Beats are part of the Elastic Stack; they gather data and can send them to either Logstash or Elasticsearch and visualised on a Kibana dashboard.
There are different types of Beat agents available, each tailored for a different type of data. NetEye currently uses the Filebeat NetFlow Module for internal use. Additional information about the Beat feature can be found in the official documentation.
NetEye can receive data from Beats installed on monitored hosts (i.e., on the clients). The remainder of this section shows first how NetEye is configured to receive data from Beats, i.e., as a receiving point for data sent by Beats, then explains how to install and configure Beats on clients, using SSL certificates to protect the communication.
Overview of NetEye’s Beat infrastructure setup¶
Beats are part of the SIEM module, which is an additional module, that can be installed following the directions in the Feature Modules Installation section if you have the subscription.
Warning
Beats are intended as a replacement for Safed, even if they can coexist. However, since both Beat and Safed might process the same data, they would double the time and resources required, therefore it is suggested to activate only one of them.

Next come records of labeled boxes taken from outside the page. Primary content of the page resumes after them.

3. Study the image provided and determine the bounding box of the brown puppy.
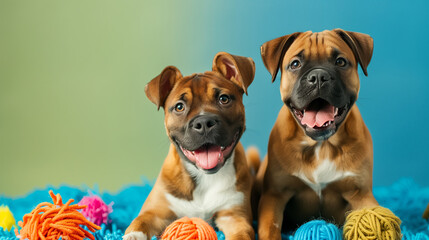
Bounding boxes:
[257,29,378,240]
[123,52,255,240]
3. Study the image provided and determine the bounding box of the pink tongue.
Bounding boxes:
[301,104,335,128]
[195,146,223,169]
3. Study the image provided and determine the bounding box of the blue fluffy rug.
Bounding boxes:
[0,179,429,240]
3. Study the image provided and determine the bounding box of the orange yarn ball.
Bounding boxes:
[161,217,217,240]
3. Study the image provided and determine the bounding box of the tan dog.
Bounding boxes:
[124,52,255,240]
[257,29,378,240]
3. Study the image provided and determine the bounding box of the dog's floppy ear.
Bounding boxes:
[334,28,374,76]
[261,32,301,82]
[212,52,255,95]
[145,66,182,110]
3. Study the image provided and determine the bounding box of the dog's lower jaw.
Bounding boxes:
[122,232,148,240]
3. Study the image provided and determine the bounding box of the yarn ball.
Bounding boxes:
[161,217,217,240]
[78,195,113,225]
[15,190,100,240]
[0,205,16,231]
[343,206,402,240]
[293,220,342,240]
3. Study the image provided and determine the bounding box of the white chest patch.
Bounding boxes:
[166,153,244,221]
[293,157,356,199]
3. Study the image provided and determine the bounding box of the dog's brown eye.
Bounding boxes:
[335,57,347,67]
[219,94,231,104]
[290,60,301,69]
[174,103,185,112]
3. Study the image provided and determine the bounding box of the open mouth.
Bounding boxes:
[290,98,349,130]
[178,132,239,170]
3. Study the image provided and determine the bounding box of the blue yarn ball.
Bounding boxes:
[293,220,342,240]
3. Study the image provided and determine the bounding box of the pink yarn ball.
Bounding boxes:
[78,195,113,226]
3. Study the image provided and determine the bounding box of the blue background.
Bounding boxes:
[0,0,429,195]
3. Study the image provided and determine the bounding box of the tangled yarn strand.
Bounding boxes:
[15,191,100,240]
[162,217,217,240]
[343,207,401,240]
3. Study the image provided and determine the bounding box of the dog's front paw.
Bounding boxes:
[122,232,148,240]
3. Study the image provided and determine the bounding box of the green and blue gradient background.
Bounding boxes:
[0,0,429,196]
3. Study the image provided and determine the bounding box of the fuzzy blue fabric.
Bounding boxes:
[0,179,429,240]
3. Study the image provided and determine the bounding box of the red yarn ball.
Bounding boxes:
[161,217,217,240]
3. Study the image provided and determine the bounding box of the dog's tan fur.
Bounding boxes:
[256,29,378,240]
[124,52,255,240]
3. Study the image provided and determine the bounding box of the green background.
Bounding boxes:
[0,0,210,195]
[0,0,429,196]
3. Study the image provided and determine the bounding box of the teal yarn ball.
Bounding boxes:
[293,220,342,240]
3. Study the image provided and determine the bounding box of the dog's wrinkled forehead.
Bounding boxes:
[166,72,242,110]
[283,30,355,65]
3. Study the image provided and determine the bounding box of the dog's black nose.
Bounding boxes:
[189,115,218,134]
[307,69,331,84]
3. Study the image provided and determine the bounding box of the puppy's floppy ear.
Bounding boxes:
[145,66,182,110]
[212,52,255,95]
[261,32,301,82]
[334,28,374,76]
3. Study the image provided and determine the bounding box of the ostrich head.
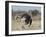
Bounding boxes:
[21,14,32,26]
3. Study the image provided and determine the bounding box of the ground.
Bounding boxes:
[12,17,41,31]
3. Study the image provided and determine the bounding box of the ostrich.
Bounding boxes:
[21,14,32,27]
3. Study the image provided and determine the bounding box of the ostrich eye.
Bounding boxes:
[21,17,26,21]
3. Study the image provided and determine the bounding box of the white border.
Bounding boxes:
[9,3,44,35]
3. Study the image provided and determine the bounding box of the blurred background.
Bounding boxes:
[11,5,41,31]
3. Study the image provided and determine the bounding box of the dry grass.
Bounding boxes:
[12,15,41,31]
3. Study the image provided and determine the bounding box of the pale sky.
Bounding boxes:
[12,5,41,12]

The NetEye implementation allows Logstash to listen to incoming data on a secured TCP port (5044). Logstash then sends data into two flows:
to a file on disk, in the /neteye/shared/rsyslog/data folder, with the following name:
%{[agent][hostname]}/%{+YYYY}/%{+MM}/%{+dd}/[LS]%{[host][hostname]}.log
. The format of the file is the same used forsafed
files. This file is encrypted and its integrity validated, like it happens for Safed, and written to disk to preserve its inalterability.to Elastic, to be displayed into preconfigured Kibana dashboards.
Communication is SSL protected, and certificates need to be installed on clients together with the agents, see next section for more information.
Note
When the module is installed there is no data flow until agents are installed on the clients to be monitored. Indeed, deployment on NetEye consists only of the set up of the listening infrastructure.
The Beat feature is currently a CLI-only feature: no GUI is available and the configuration should be done by editing configuration files.